“Do you mean that you are the goddess Isis?” I asked, bewildered. “Because if so why did you tell me that you were but her priestess?”
“Have it as thou wilt, Allan. All sounds do not reach thine ears; all sights are not open to thy eyes and therefore thou art both half deaf and blind. Perchance now that her shrines are dust and her worship is forgot, some spark of the spirit of that immortal Lady whose chariot was the moon, lingers on the earth in this woman’s shape of mine, though her essence dwells afar, and perchance her other name is Nature, my mother and thine, O Allan. At the least hath not the World a soul—and of that soul am I not mayhap a part, aye, and thou also? For the rest are not the priest and the Divine he bows to, oft the same?”
It was on my lips to answer, Yes, if the priest is a knave or a self-deceiver, but I did not.

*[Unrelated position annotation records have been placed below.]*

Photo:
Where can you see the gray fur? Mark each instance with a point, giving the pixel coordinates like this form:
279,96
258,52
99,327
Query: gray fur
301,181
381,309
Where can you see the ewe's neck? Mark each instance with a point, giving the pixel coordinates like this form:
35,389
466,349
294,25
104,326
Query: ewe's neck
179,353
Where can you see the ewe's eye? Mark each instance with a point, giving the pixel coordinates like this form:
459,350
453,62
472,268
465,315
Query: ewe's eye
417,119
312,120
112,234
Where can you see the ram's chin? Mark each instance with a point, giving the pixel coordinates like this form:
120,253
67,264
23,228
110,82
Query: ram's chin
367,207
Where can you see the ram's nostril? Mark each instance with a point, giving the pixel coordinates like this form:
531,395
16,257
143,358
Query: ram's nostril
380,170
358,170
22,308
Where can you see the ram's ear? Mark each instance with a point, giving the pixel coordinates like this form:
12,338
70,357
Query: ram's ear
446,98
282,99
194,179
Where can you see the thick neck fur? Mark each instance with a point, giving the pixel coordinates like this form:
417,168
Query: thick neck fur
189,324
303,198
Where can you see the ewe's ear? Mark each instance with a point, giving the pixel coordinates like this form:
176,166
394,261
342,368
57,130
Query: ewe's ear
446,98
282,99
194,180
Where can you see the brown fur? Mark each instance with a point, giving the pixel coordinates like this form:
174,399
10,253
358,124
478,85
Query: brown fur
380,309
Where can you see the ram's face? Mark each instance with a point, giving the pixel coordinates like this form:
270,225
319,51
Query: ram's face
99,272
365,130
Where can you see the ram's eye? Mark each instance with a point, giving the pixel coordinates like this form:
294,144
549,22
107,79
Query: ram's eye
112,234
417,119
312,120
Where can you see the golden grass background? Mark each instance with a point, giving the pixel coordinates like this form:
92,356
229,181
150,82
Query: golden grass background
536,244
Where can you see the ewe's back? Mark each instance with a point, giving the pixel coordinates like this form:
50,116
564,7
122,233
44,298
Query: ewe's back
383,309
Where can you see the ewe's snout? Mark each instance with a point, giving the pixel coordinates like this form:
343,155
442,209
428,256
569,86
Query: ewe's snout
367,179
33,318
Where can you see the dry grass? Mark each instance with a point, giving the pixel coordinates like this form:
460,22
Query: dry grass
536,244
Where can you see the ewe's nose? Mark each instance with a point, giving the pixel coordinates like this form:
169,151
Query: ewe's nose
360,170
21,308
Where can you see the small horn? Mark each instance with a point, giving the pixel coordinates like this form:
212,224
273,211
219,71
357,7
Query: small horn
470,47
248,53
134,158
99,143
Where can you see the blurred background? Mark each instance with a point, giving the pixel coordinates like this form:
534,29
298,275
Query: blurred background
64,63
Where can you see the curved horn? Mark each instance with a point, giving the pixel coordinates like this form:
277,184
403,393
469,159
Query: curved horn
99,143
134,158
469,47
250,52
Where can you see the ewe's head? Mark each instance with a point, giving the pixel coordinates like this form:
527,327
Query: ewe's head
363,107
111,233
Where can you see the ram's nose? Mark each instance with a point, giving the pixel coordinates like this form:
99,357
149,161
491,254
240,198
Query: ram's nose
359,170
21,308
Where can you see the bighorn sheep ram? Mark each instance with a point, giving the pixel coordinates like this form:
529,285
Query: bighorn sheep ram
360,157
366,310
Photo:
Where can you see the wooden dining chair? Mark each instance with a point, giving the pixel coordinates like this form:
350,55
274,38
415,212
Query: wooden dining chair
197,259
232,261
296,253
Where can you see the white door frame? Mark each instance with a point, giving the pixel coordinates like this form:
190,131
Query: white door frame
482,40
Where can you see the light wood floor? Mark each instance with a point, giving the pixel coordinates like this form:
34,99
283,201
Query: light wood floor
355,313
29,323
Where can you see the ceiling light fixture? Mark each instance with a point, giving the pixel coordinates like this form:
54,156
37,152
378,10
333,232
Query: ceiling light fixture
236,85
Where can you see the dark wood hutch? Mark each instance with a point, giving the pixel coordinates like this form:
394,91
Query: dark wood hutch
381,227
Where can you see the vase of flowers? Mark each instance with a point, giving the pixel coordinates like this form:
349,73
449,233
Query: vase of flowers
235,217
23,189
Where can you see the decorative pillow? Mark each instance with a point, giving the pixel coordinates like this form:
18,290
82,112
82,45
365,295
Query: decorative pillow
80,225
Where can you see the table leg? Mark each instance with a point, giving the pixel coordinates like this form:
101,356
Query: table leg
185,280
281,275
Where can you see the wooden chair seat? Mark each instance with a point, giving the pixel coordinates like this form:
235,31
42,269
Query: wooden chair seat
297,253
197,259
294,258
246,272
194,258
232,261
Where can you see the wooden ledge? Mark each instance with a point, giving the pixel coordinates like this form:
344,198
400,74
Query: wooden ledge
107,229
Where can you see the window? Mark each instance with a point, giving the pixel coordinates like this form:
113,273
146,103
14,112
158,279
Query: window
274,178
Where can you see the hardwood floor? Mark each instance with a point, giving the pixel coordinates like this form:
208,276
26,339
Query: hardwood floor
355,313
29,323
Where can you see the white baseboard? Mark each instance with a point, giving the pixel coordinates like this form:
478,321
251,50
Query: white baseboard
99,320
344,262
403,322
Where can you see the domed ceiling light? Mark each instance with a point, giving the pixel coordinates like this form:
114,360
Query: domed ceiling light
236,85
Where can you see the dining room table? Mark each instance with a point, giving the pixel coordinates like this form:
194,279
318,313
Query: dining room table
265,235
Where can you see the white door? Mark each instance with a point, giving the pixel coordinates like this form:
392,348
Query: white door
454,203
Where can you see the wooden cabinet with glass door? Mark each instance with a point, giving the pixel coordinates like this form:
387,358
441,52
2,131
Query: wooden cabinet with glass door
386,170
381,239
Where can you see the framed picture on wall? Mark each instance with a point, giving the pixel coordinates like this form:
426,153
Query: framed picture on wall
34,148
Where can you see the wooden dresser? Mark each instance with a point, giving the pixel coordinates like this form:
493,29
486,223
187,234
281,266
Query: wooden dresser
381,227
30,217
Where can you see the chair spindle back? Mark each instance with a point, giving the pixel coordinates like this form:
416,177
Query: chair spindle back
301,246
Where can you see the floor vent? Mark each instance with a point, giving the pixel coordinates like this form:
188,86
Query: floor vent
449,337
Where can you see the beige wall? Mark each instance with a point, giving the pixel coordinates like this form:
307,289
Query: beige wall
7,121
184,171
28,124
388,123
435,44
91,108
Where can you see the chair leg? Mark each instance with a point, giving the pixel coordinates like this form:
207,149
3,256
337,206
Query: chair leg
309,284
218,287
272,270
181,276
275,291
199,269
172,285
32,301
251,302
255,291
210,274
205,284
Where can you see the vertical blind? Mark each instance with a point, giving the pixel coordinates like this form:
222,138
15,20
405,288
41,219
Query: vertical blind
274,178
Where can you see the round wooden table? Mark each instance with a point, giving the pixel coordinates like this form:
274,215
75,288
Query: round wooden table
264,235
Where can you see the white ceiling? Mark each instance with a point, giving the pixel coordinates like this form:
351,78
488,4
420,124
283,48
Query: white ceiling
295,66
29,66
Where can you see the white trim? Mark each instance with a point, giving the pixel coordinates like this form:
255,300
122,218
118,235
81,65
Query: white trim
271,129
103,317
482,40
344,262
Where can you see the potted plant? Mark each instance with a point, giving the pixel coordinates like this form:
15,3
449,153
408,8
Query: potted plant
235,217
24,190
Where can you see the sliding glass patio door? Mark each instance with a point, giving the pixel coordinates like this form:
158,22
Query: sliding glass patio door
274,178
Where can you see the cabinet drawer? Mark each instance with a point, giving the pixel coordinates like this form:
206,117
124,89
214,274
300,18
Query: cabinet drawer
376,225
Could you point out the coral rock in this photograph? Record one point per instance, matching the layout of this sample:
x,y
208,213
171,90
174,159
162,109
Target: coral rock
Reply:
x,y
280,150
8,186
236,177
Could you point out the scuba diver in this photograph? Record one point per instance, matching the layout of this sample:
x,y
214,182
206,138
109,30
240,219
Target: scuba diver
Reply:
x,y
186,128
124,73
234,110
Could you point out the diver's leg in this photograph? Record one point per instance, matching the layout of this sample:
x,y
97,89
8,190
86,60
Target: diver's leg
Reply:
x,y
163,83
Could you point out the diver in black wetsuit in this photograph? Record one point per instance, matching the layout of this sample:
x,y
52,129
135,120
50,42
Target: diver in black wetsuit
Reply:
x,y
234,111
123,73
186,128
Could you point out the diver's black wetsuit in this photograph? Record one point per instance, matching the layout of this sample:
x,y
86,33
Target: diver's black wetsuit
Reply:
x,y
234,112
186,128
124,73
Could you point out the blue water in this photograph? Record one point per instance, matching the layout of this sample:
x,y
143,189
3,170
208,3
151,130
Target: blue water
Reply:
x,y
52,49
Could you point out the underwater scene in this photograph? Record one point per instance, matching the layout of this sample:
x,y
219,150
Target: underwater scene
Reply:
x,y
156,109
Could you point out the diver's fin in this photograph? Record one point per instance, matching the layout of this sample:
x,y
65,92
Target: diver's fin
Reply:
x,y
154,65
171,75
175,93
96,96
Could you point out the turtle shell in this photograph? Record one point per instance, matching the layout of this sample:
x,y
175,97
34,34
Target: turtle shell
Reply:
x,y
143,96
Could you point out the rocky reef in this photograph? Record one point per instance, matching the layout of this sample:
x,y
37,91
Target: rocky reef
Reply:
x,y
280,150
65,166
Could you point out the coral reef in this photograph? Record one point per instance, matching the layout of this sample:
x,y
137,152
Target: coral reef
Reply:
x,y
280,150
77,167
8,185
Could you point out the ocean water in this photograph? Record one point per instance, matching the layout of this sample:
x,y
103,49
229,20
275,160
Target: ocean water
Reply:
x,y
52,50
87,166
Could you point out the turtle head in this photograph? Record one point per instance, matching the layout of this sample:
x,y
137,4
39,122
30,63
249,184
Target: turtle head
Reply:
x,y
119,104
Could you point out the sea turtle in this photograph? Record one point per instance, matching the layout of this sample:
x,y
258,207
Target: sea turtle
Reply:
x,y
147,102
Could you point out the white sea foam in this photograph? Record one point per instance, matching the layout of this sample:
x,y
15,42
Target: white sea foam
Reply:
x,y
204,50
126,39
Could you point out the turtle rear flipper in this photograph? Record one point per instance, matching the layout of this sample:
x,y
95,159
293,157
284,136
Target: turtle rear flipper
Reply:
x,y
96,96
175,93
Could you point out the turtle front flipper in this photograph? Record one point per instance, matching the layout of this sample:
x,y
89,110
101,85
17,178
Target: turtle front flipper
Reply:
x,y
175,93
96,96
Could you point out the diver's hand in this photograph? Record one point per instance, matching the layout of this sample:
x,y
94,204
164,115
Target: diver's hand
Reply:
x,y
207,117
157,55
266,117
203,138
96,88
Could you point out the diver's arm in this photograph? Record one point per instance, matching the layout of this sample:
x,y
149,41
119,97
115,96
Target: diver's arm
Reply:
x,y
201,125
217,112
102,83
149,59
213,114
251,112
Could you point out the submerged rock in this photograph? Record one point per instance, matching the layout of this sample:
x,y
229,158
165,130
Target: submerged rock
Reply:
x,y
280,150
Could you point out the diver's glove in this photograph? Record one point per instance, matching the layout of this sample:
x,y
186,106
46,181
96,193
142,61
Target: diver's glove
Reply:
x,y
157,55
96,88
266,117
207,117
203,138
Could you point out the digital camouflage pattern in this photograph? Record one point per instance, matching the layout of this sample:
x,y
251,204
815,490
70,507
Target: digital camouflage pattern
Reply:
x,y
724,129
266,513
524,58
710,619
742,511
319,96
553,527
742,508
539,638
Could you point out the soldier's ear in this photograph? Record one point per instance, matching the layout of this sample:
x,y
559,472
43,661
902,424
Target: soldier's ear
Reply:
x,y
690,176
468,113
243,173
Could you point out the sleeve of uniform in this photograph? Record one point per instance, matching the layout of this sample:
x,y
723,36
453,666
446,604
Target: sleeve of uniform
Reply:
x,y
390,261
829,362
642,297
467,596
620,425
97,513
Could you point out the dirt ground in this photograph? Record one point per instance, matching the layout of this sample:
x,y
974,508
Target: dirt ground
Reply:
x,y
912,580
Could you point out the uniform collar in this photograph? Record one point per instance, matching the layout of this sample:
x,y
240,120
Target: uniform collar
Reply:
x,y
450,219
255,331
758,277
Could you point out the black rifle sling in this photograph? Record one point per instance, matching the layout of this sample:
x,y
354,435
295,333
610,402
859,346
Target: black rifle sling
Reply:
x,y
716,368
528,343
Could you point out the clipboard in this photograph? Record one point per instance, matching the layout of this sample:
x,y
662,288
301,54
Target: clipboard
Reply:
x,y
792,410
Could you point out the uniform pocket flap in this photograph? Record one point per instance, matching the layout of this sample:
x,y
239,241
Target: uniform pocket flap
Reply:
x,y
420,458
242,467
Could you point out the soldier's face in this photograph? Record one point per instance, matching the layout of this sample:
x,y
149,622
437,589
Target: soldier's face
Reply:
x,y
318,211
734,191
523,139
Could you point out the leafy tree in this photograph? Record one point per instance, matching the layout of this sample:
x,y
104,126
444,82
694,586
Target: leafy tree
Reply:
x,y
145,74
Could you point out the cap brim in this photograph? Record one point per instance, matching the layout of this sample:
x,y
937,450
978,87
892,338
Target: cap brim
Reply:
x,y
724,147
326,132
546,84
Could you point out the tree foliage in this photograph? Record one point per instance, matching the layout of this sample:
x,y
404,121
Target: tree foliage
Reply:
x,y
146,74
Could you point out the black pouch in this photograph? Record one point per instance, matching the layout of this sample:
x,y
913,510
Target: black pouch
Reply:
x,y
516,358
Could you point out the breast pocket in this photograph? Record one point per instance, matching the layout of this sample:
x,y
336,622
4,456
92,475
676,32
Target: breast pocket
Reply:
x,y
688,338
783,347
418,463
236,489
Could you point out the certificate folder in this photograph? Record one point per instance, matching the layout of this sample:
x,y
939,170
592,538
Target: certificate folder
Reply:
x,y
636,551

“Farewell, Allan, and let Ayesha’s benison go with thee. Safe shalt thou reach thy home, for all is prepared to take thee hence, and thy companions with thee. Safe shalt thou live for many a year, till thy time comes, and then, perchance, thou wilt find those whom thou hast lost more kind than they seemed to be to-night.”
She paused awhile, then added,
“Hearken unto my last word! As I have said, much that I have told thee may bear a double meaning, as is the way of parables, to be interpreted as thou wilt. Yet one thing is true. I love a certain man, in the old days named Kallikrates, to whom alone I am appointed by a divine decree, and I await him here. Oh, shouldest thou find him in the world without, tell him that Ayesha awaits him and grows weary in the waiting. Nay, thou wilt never find him, since even if he be born again, by what token would he be known to thee? Therefore I charge thee, keep my secrets well, lest Ayesha’s curse should fall on thee. While thou livest tell naught of me to the world thou knowest. Dost thou swear to keep my secrets, Allan?”
“I swear, Ayesha.”
“I thank thee, Allan,” she answered, and grew silent for a while.
At length Ayesha rose and drawing herself up to the full of her height, stood there majestic. Next she beckoned to me to come near, for I too had risen and left the dais.
I obeyed, and bending down she held her hands over me as though in blessing, then pointed towards the curtains which at this moment were drawn asunder, by whom I do not know.
I went and when I reached them, turned to look my last on her.
There she stood as I had left her, but now her eyes were fixed upon the ground and her face once more was brooding absently as though no such a man as I had ever been. It came into my mind that already she had forgotten me, the plaything of an hour, who had served her turn and been cast aside.
WHAT UMSLOPOGAAS SAW
Like one who drams I passed down the outer hall where stood the silent guards as statues might, and out through the archway. Here I paused for a moment, partly to calm my mind in the familiar surroundings of the night, and partly because I thought that I heard someone approaching me through the gloom, and in such a place where I might have many enemies, it was well to be prepared.